Une façon des plus polies de dire « Allez, circulez ! », appuyé par un regard long, et lourd de sens. Siobhan se demandait si elle pouvait tenter l’attaque frontale, avec cet énergumène, bien trop poli avec elle pour quelqu’un qui errait le soir, dans des endroits suspicieux, comme si de rien était.

Mais tu le sais déjà. Elle choisit d’y aller à la subtilité de sous-entendus, et de guetter la moindre réaction chez l’inconnu.

Nouveau sourire, et nouveau regard en direction du ciel voilé. Siobhan ne savait dire si c’était le mauvais temps, ou la pollution de Nano qui provoquait cela. Maintenant que la question avait été soulevé, elle devait s’avouer encline à un ciel étoilé au dessus de sa petite personne.

On dit de Snowflake que ses habitants, quand ils ne meurent pas à cause de la tyrannie de leur roi, peuvent admirer un ciel des plus prodigieux.
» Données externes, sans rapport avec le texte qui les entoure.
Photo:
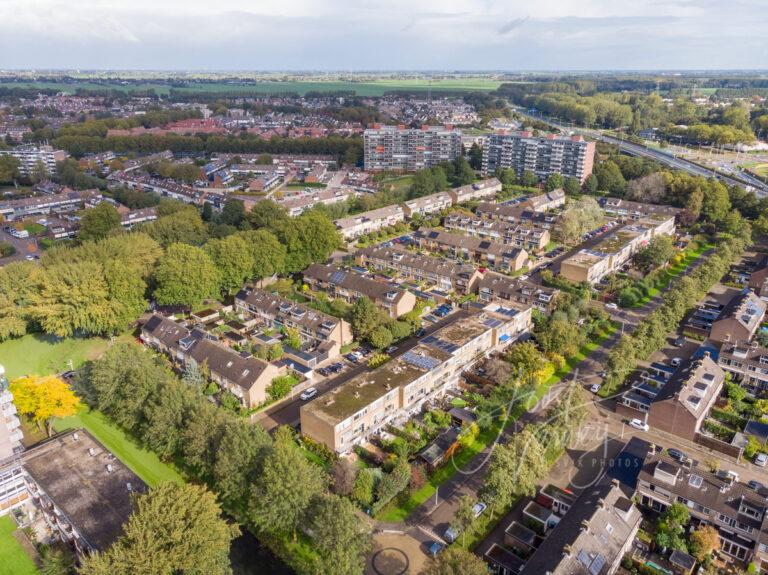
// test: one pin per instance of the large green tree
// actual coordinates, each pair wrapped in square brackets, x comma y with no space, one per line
[173,529]
[185,275]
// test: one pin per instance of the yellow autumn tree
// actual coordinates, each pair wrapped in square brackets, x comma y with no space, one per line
[43,399]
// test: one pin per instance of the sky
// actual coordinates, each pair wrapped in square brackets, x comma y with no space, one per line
[342,35]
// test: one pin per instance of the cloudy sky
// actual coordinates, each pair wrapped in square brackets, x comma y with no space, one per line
[384,34]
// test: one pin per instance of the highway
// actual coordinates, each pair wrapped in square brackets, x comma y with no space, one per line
[633,149]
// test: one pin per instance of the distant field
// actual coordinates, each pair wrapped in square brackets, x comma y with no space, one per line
[368,88]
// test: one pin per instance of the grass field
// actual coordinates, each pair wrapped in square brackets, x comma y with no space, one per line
[143,462]
[13,559]
[40,354]
[373,87]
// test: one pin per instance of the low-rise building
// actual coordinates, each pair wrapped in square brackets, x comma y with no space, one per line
[276,312]
[593,264]
[483,252]
[737,512]
[447,276]
[350,286]
[246,376]
[739,319]
[503,288]
[524,236]
[350,413]
[748,363]
[427,205]
[355,226]
[485,189]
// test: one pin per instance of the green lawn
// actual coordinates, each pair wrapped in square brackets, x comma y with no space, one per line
[398,512]
[13,558]
[143,462]
[38,354]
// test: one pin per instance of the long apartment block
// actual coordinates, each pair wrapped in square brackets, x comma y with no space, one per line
[445,275]
[409,149]
[275,312]
[593,264]
[524,236]
[570,156]
[393,392]
[350,286]
[495,255]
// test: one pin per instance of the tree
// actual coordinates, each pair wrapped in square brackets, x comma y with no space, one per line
[476,156]
[554,181]
[233,260]
[380,337]
[670,529]
[704,541]
[173,529]
[185,275]
[287,485]
[99,222]
[43,399]
[658,252]
[529,179]
[464,517]
[455,561]
[344,476]
[341,539]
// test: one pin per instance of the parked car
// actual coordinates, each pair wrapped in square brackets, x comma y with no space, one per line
[308,393]
[639,424]
[677,454]
[478,508]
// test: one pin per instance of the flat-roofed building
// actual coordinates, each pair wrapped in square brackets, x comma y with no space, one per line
[372,221]
[739,319]
[350,286]
[483,190]
[427,205]
[446,275]
[593,264]
[570,156]
[409,149]
[479,251]
[526,236]
[276,312]
[347,415]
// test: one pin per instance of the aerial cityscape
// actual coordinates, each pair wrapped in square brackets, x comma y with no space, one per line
[328,289]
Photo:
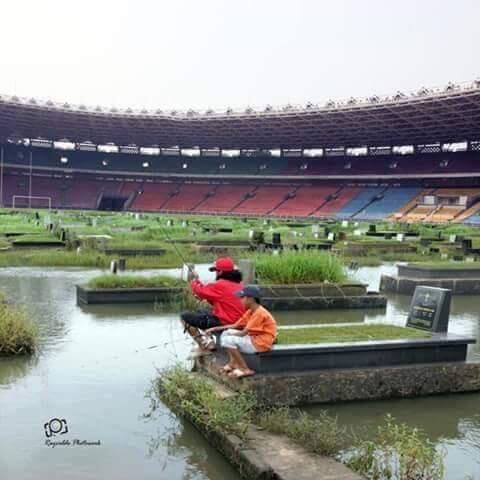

Elle s'emmitoufla dans sa cape, et dit avec un malice évident dans sa voix :

À défaut d’avoir le ciel, on a la fraîcheur de l’endroit.

Elle pensa à sa maison, si lointaine, et la chaleur d’un feu de cheminée, pour se réchauffer un peu. Cela ne fit pas disparaître les frissons bien réels de ses bras.

… Ce qui doit expliquer ton air malade. Mon ami, tu as l'air d'être dans une hypothermie absolue. Ou est-ce juste cela : Un air ?

Elle s’approcha de l’homme sans précaution, pour constater l’ampleur des dégâts. Et également pour voir son visage de plus près, et voir si ses traits lui rappelaient un quelconque avis de recherche dans le baraquement des gardes.

Uh... Je peux te prêter ma cape, si cela peut t'éviter la mort.

Cela lui coûtait, mais tant qu'il ne l'abîmait pas... Le ton que Siobhan avait employé indiquait bien ce sentiment, d'ailleurs.

Et mon temps. Où habites-tu ? Je peux t'y escorter. Mon insigne t'évitera des coups de poignards, crois-moi.